Womencanlift · 01/12/2020 15:46

@VeniceQueen2004

My step children live with us part of the week. I met them when they were older kids though, both over 10. I would not consider them children that I had raised personally

Yup. And therein is the point. Some stepparents see marrying someone with kids infers some sort of responsibility/partnership in raising those kids. Others not so much. The kids pretty much learn to accept what they're given.

As the kid in this scenario you are explaining I do not think my step mum raised me even when I went to my dads. She is not my parent my mum and dad are. And my step mum was mature enough to know that and not insist she was my second mum
Womencanlift · 01/12/2020 15:48

Oh and I should mention that me and my sister were under 7 when my step mum became that.
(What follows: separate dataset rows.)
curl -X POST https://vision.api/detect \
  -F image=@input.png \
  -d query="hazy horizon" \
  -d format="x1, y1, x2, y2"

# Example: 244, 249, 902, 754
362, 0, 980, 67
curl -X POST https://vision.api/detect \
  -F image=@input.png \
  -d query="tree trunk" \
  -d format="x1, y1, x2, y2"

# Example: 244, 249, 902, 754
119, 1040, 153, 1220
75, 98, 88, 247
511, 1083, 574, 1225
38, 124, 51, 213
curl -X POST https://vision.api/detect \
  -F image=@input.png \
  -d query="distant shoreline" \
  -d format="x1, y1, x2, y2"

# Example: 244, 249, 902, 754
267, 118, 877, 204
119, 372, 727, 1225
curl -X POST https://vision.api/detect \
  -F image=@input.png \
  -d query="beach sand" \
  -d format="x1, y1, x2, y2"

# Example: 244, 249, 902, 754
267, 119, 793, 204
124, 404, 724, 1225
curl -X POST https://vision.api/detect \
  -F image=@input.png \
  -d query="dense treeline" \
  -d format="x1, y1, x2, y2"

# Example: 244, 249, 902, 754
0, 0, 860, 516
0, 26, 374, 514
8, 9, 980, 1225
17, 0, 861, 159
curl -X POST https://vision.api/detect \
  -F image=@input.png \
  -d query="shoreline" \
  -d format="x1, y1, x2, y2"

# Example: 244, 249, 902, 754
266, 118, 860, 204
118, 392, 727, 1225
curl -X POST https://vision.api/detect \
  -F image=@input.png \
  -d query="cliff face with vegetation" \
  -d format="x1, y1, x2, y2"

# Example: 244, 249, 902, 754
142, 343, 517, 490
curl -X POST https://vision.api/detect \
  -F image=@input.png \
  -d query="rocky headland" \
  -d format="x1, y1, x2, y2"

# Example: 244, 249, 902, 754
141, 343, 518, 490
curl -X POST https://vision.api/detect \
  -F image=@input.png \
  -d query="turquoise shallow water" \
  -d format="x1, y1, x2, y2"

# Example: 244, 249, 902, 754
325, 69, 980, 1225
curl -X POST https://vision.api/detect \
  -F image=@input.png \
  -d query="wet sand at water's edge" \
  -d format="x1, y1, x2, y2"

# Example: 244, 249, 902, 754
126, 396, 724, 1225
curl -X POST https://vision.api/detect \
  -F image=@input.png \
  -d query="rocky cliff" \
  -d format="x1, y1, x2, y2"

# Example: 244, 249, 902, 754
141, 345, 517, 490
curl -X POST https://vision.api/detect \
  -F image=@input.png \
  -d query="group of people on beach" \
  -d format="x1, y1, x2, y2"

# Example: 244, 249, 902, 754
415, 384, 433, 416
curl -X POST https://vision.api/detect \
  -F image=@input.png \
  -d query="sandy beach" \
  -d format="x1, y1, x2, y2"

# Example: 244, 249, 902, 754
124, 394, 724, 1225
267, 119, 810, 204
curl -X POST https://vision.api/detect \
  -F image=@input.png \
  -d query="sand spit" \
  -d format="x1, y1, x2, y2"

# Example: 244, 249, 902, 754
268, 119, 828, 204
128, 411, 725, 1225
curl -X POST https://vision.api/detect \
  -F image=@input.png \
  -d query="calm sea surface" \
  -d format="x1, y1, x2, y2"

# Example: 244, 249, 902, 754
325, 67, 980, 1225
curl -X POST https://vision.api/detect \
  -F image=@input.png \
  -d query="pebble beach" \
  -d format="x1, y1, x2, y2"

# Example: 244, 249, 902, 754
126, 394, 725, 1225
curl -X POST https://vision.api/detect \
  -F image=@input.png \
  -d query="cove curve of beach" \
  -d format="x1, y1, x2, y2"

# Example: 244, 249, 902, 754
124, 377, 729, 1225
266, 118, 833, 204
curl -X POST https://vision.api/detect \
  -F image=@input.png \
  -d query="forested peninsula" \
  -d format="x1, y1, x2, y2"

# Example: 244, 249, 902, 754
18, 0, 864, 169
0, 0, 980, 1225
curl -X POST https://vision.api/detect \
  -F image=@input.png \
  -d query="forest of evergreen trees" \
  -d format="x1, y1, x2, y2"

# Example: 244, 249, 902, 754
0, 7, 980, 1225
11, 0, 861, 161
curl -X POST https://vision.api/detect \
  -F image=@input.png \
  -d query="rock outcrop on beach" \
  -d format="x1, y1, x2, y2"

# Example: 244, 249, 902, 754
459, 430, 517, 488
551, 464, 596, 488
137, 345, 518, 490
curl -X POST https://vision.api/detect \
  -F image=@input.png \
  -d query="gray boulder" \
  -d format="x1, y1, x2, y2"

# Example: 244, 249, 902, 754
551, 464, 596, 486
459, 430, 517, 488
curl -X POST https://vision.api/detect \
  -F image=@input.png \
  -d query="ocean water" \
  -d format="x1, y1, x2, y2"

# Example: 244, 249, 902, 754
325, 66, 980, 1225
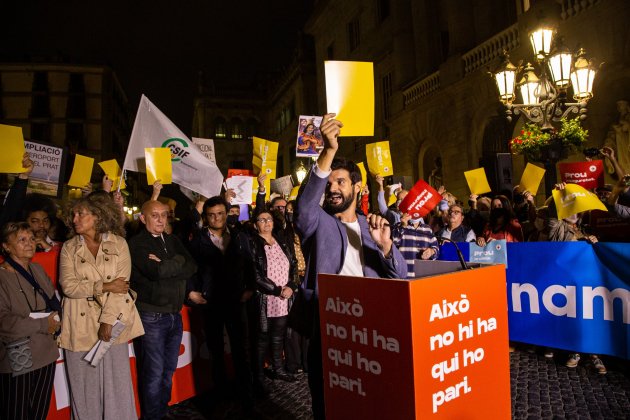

aSofaNearYou · 01/12/2020 15:51

@VeniceQueen2004

I have recently come into some inheritance from my grandad, or rather my parents have and they have divided up a portion for me and my sister with the caveat that it is intended to be used for a house deposit. Technically I could spend it all on trainers and takeaways but I'm not doing so because I know that is the money my grandparents worked for all their life, and I want to honour them by using it for something they would have wanted me to invest in.

I don't consider it remotely controlling that my parents tried to steer me in that direction. You may view inheritance as just money that should be thrown into the family pot, but to me (and a lot of others on this thread) it is an accumulation of a loved one's life and work and it should be used in a way that honours their memory.

I know that will mean very little to you as you are absolutely convinced that it is unacceptable for step parents or their family to view step children as anything other than exactly the same as their biological grand/children, but frankly you do exactly the same thing on every thread and I just wanted to address your point about inheritance.

LucozadeHasToBeOriginal · 01/12/2020 15:53

I agree womencanlift, I'd never consider my step parents as the ones who raised me. I get on with them but my parents are definitely the ones who raised me.

aSofaNearYou · 01/12/2020 15:58

@flaviaritt you have literally said that multiple times.

flaviaritt · 01/12/2020 15:59

flaviaritt you have literally said that multiple times.

Please point me to where I literally said it. You might think I essentially said it (I didn’t - that’s you) but, indisputably, I have not literally said it.

LoveandHateWhatABeautifulComb · 01/12/2020 16:02

You have said it though. You know it, we all know it. It's glaringly obvious

Youseethethingis · 01/12/2020 16:05

This is like saying there are different ways to raise a child. I know. Some are not what I would do, but I don’t have a particular problem with them. Some are not what I would do and I do. This is the latter. I can’t help it! It’s just what I think.
Which is fine, but you keep saying everyone else is just plain wrong for living different lives than you do. That’s why people are getting pissy at you. It’s not the different approach you like to think you’d take, it’s the looking down on everyone else that’s the problem.

VanGoghsDog · 01/12/2020 16:07

@flaviaritt

Different ways to make a family, not just your way.

This is like saying there are different ways to raise a child. I know. Some are not what I would do, but I don’t have a particular problem with them. Some are not what I would do and I do. This is the latter. I can’t help it! It’s just what I think.

Yes, you can "help" what you think. Apply some analytical thought processes using the information countless people have given you and think differently.